Foxconn's Wisconsin buildings – structures where Apple's largest electronics manufacturer and supplier was expected to hire staff to employ 13,000 people with expected operations by 2020 – continue to be empty and desolate.
To report that nothing changed in Wisconsin The Verge. Already last year, the US site verified that the Wisconsin facilities destined for the electronic component manufacturer by discovering a series of empty buildings, with jobs very far from being finished.
With an event with great pomp, in July 2018 Donald Trump arrived in the Great Lakes Region to celebrate the construction of a maxi-factory and other structures in which Foxconn had promised to invest 10 billion dollars. The Chinese company had promised the creation of 13,000 jobs over a few years with an average wage of $ 54,000 a year.
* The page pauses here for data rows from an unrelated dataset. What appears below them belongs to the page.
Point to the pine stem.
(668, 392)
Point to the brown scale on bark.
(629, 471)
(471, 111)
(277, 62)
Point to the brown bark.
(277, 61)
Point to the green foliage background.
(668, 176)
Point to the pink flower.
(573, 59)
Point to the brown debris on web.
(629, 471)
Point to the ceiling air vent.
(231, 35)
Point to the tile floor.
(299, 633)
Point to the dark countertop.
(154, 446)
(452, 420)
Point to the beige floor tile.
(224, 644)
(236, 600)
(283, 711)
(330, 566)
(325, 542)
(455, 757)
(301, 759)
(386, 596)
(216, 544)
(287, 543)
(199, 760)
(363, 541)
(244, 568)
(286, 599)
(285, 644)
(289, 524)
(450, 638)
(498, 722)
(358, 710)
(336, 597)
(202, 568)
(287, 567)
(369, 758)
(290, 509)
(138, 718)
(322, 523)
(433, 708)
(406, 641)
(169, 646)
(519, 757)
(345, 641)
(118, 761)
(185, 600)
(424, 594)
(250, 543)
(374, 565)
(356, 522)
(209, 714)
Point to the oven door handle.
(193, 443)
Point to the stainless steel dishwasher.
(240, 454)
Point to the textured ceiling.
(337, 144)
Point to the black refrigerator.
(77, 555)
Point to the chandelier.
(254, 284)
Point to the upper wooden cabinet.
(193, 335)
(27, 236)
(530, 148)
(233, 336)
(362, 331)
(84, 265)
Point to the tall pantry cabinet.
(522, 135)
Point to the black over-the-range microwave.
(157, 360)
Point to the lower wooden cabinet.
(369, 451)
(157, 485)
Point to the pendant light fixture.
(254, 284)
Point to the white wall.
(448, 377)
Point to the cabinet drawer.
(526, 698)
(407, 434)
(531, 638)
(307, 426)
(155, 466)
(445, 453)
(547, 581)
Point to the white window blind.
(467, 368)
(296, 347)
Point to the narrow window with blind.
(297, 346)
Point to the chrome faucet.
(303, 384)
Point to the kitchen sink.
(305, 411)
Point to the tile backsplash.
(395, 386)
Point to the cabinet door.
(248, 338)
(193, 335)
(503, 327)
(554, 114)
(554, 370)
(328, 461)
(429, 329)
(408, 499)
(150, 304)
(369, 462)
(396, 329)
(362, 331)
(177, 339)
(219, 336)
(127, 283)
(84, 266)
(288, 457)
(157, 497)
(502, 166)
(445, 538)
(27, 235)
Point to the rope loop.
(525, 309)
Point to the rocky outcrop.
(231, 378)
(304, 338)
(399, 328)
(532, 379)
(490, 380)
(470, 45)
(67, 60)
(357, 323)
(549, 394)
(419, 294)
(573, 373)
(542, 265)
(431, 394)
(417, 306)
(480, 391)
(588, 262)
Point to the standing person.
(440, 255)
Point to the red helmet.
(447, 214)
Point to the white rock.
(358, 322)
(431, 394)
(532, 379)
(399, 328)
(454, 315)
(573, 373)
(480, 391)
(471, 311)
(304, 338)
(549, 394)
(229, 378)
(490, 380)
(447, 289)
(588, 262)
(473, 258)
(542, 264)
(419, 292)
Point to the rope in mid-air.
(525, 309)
Already in November 2018 the first problems emerged, highlighting difficulties in finding qualified personnel for the new plant but ensuring that the hiring plans did not change, also because the hiring of workers, their wages and investments were linked to economic aid offered by the authorities state and local; Wisconsin had promised $ 3 billion in tax and other incentives, and an additional 764 million would come from other local authorities.
The Verge has checked the situation again and reports that basically everything has stopped. Photos of the facility in the municipality of Eau Claire (county seat of the same name in the state of Wisconsin), show the bare concrete interior and construction material set aside, waiting to be used. Matt Jewel, an engineering professor who took some photos, reports that he has not noticed any activity on the property.
Of the two glazed buildings by Eau Claire that were to be used as "innovation centers", offices and facilities dedicated to research, only one state was actually purchased by Foxconn and there is no construction permit for the transformation of the other building. Even from the University of Wisconsin-Eau Claire, to which they should have "tapped" to recruit staff, they report that there is no news. All the other projects that should have started in Green Bay also seem to be blocked, and Wendy Townsend, Project manager in charge of the Green Bay Department of Community and Economic Development, reports that she has learned nothing from Foxconn.
The search for permits in other cities of Wisconsin (Madison and Racine) has not revealed anything new and the only sign of activity has been noticed in Mount Pleasant (city of Green County), where a much smaller structure is emerging than that announced and where LCD displays should have been born.